Pada pelaksanaan pendidikan yang ada di sekolah-sekolah Sumba Barat Daya, umumnya belum bersifat ramah anak. Aku dan teman-teman sering kali mendiskusikan hal tersebut. Anak-anak didik kami, telah terbiasa dengan sistem pendidikan yang keras. Mereka akan dipukul, ketika melakukan kesalahan sedikit saja. Bahkan, dalam beberapa kasus ada anak yang dipukul sampai berdarah-darah. Aku bersama tim SM3T berusaha merubah paradigma pembelajaran di sekolah penempatan masing-masing. Agar lebih manusiawi dan penuh cinta kasih. Dalam karakter profesionalisme guru terutama penguasaan materi para guru disinipun masih minim. Rentan sekali terjadi salah konsep pada anak, akibatnya banyak anak lambat belajar.

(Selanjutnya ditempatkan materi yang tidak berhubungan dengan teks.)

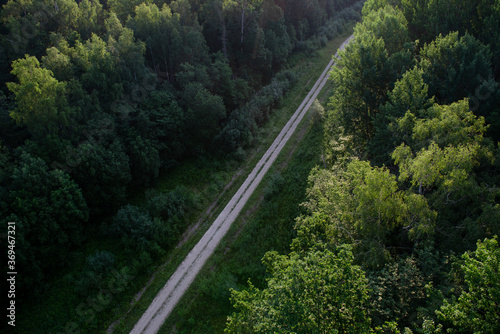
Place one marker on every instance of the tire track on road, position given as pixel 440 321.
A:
pixel 179 282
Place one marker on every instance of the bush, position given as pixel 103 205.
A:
pixel 276 183
pixel 93 276
pixel 171 206
pixel 139 232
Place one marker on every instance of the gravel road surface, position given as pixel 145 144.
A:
pixel 179 282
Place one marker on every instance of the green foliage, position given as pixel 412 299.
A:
pixel 476 310
pixel 139 232
pixel 50 214
pixel 454 67
pixel 361 205
pixel 93 275
pixel 40 98
pixel 396 292
pixel 366 70
pixel 316 292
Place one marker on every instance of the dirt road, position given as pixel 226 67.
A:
pixel 180 281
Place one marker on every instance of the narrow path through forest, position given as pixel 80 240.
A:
pixel 179 282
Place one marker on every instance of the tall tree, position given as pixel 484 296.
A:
pixel 41 103
pixel 316 292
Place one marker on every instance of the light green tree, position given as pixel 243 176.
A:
pixel 477 308
pixel 41 103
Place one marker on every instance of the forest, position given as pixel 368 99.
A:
pixel 402 223
pixel 98 99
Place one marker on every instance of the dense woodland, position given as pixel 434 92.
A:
pixel 402 225
pixel 99 98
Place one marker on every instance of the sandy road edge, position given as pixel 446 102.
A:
pixel 179 282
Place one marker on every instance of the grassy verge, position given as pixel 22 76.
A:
pixel 266 224
pixel 207 179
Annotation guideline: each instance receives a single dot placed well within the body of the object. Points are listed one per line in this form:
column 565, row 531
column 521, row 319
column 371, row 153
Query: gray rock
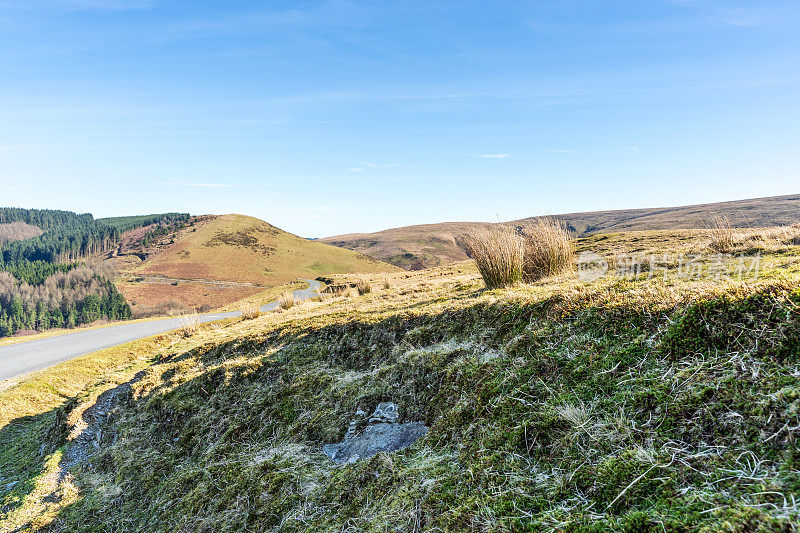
column 384, row 434
column 385, row 412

Pengalaman SM3T yang aku alami sangatlah istimewa. Meskipun tak jarang aku merasa rindu kampung halaman, dan sering kali pula kesulitan datang menyapa, namun rasa cinta pada hal-hal baru pertama kali ku dapat di Sumba begitu kuat. Aku sangat bersyukur mendapat kesempatan Tuhan, untuk dapat menengok indahnya pulau Sumba. Terutama alamnya yang indah. Budayanya juga sangat unik dan tentunya tentang kisah di penempatanku di SMK Negeri 1 Wewewa Barat. Di Sumba, aku mendapatkan banyak keluarga baru. Banyak hal yang aku alami bersama teman-teman yang sangat seru, lucu, haru dan menyenangkan.